A couple of months ago, I met a devadasi named Sarita.
At the risk of oversimplifying it, a devadasi is a religious prostitute. These women collect gifts on behalf of a god or goddess and serve their devotees. That service can include, once they reach puberty, sexual favors. In ancient times, a devadasi was considered a position of esteem. Today – not so much. These women hail from poor, uneducated, low-caste families and are often forced into the profession.
Even though the practice has been outlawed in all of India since 1988, there are still some 50,000 devadasis like Sarita in south India.
Sarita’s parents moved from place to place, searching for fields to work in. So, Sarita lived with her grandparents and never attended school. Like most of their neighbors, they worshipped a goddess called Yellamma.
Around the time Sarita turned 14, her grandmother declared that Sarita must be dedicated as a devadasi to Yellamma. She said it was the only way to protect the poor and struggling family from the goddess’ wrath. To refuse would rain down more curses on the family. So in spite of her parents’ objections, grandmother began preparing Sarita for a special dedication ceremony. A new sari was purchased. Together, they traveled by bus to a prominent Yellamma temple 50 miles away.
It was the farthest Sarita has ever been from her home – before or since.
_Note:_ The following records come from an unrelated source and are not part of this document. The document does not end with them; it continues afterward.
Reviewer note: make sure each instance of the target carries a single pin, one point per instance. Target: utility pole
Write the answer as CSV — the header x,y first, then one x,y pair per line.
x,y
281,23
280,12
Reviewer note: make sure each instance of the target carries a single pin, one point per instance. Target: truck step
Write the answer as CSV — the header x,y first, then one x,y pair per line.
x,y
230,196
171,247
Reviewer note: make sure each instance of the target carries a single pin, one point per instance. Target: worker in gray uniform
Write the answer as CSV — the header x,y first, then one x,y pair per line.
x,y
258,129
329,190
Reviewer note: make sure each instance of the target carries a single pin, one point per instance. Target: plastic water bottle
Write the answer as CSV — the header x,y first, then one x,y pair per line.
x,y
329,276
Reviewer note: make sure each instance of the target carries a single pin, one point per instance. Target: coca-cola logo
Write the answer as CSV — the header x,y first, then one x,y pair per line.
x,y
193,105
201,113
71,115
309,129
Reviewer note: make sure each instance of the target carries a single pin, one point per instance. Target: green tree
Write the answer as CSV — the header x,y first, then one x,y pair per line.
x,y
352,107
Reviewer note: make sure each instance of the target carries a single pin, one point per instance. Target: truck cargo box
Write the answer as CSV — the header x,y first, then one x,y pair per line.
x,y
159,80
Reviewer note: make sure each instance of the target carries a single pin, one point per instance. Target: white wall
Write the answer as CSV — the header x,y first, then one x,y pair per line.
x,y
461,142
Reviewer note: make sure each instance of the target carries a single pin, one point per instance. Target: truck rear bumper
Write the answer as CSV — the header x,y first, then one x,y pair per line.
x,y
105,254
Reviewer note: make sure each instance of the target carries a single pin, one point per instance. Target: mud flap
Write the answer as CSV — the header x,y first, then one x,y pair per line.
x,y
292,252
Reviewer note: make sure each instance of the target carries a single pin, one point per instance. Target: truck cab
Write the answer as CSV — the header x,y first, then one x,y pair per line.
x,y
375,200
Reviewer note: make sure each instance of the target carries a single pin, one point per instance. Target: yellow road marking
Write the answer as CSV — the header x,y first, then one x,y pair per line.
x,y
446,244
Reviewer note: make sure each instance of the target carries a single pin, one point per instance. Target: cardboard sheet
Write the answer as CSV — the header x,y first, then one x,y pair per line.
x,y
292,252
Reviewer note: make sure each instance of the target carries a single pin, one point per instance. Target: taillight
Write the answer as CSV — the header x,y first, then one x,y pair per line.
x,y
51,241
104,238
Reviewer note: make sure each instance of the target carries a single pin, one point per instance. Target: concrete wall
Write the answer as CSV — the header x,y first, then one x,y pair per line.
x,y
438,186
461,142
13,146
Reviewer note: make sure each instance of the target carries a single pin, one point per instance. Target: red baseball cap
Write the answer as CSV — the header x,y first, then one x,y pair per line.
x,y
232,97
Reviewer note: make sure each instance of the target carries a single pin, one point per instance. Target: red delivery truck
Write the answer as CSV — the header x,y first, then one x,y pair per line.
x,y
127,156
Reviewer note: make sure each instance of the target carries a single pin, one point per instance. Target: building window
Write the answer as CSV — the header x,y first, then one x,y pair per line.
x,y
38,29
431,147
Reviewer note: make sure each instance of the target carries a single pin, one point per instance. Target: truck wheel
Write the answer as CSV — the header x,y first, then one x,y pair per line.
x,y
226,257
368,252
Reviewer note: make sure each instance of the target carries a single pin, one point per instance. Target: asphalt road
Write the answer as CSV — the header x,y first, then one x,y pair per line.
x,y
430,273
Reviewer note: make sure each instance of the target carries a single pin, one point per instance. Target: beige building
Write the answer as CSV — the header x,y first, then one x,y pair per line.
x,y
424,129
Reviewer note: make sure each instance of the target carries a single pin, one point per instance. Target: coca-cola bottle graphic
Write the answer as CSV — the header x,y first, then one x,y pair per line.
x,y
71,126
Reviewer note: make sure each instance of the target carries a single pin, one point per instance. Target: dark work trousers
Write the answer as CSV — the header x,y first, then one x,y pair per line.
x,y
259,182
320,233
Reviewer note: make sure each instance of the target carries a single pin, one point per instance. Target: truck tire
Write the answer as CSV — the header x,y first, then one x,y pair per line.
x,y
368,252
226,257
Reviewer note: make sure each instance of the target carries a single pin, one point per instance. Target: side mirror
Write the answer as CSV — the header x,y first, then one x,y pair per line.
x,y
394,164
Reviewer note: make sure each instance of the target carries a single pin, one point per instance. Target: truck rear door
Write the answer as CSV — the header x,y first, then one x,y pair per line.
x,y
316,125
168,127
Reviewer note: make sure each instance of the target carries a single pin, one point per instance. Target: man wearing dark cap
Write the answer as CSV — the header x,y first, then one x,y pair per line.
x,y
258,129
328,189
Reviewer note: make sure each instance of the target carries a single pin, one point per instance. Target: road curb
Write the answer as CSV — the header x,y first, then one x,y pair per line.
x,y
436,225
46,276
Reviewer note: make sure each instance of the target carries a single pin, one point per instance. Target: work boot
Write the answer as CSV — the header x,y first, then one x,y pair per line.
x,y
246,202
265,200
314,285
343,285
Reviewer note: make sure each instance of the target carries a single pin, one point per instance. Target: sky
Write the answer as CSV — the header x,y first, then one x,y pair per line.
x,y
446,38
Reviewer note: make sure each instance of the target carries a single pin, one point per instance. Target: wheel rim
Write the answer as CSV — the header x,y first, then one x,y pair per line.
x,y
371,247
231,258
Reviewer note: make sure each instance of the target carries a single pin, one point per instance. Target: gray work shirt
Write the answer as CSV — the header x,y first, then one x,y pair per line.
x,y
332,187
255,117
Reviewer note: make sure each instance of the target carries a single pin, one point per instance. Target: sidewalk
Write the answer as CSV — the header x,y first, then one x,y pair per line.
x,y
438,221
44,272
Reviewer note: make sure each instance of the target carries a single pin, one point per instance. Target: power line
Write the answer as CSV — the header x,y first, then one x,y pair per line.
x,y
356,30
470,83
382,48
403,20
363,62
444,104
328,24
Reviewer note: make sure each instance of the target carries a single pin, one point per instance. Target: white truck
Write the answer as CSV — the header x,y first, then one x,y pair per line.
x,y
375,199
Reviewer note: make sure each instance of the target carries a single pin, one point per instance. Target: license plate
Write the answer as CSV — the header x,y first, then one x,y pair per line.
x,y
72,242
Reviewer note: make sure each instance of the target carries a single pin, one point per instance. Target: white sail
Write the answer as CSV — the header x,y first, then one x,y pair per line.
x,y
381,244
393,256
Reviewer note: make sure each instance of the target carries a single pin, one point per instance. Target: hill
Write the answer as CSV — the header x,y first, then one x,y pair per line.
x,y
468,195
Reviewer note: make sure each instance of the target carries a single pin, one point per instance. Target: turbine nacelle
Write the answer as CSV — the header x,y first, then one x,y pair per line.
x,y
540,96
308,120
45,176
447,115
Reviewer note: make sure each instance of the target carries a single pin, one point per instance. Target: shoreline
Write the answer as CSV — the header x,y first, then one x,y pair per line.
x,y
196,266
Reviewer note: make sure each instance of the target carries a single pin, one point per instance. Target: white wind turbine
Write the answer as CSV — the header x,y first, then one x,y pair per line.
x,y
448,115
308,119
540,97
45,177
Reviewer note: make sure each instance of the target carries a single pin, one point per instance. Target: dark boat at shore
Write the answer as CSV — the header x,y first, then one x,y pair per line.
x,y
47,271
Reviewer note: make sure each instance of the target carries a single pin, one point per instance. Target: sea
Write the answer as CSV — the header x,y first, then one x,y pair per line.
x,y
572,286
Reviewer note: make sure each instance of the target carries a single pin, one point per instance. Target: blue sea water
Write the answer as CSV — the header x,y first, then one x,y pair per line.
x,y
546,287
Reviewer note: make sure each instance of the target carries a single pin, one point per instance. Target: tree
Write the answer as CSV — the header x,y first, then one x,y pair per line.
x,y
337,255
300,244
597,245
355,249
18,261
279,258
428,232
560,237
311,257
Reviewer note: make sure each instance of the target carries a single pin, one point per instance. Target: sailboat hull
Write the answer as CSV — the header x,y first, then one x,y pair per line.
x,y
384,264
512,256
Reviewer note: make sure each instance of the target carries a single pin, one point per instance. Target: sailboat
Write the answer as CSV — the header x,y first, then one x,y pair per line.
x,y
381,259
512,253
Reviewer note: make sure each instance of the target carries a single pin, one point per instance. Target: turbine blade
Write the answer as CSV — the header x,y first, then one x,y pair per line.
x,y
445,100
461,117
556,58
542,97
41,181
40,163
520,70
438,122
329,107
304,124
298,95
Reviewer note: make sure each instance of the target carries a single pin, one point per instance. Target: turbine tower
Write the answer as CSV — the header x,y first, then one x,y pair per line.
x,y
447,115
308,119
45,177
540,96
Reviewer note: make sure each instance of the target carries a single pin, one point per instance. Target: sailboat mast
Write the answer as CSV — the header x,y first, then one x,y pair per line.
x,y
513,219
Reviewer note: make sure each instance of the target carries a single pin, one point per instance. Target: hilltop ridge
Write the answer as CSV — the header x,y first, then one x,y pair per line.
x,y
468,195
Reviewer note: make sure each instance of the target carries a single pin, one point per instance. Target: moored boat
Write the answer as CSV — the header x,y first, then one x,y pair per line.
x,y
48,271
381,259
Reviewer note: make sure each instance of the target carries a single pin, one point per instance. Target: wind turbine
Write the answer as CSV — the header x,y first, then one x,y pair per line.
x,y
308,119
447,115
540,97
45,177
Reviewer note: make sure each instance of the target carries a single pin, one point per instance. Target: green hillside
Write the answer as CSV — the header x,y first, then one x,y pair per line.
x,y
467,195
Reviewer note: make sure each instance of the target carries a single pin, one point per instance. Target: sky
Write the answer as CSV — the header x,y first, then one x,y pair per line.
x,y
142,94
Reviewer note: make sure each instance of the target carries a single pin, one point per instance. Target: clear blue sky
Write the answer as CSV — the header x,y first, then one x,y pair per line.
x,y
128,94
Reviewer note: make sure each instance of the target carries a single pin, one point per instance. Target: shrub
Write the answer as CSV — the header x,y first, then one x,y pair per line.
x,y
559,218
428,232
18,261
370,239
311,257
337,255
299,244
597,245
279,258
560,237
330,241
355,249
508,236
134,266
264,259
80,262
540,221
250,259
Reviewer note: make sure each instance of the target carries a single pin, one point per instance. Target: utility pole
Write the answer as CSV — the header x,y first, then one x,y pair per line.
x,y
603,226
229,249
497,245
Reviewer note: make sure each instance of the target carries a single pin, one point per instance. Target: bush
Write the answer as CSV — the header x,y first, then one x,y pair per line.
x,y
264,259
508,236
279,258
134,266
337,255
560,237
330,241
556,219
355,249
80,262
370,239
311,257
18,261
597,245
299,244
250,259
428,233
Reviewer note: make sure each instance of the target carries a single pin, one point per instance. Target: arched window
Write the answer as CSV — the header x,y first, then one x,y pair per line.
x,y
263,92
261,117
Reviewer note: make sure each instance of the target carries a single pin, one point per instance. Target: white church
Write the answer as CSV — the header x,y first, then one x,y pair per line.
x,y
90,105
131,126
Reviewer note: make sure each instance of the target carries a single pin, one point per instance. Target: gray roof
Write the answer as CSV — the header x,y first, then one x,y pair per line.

At the temple, she was given over to a priest.
A short and relatively secret ceremony took place. Sarita did not describe it in much detail – but did tell us that the priest marked her with a swipe of turmeric powder across her forehead and tied a necklace of red and white beads around her neck as a symbol of her “marriage” to the deity.
After returning home, Sarita began her work. Every Tuesday and Friday she would walk through her village, and sometimes nearby towns, singing Yellamma’s praises and collecting gifts from the goddess’ devotees. In exchange for donations of fruits, rice, flowers, or the occasional rupee, she “served” her villagers in the name of Yellamma.
This was her life for more than 20 years.
Then, a small church was planted in Sarita’s village. For five years, she passed by it and paid it no attention. But last year, that pastor became a partner of Mission India and started a literacy class in the village. Among his students were several devadasis…including Sarita.
In the class she learned how to read and write in her language of Kannada. She learned how to add and subtract and began saving money. And she began to see herself through new eyes. Less and less as a devadasi to Yellamma and more and more as a beloved child of Almighty God. She asked questions. She prayed to Jesus. She attended the church.
And she turned her back on the devadasi work.
It’s a great story.
But there was something disturbing about it that stuck with me for days, even weeks, after I met Sarita. Something that bothered me in spite of the (eventual) happy ending…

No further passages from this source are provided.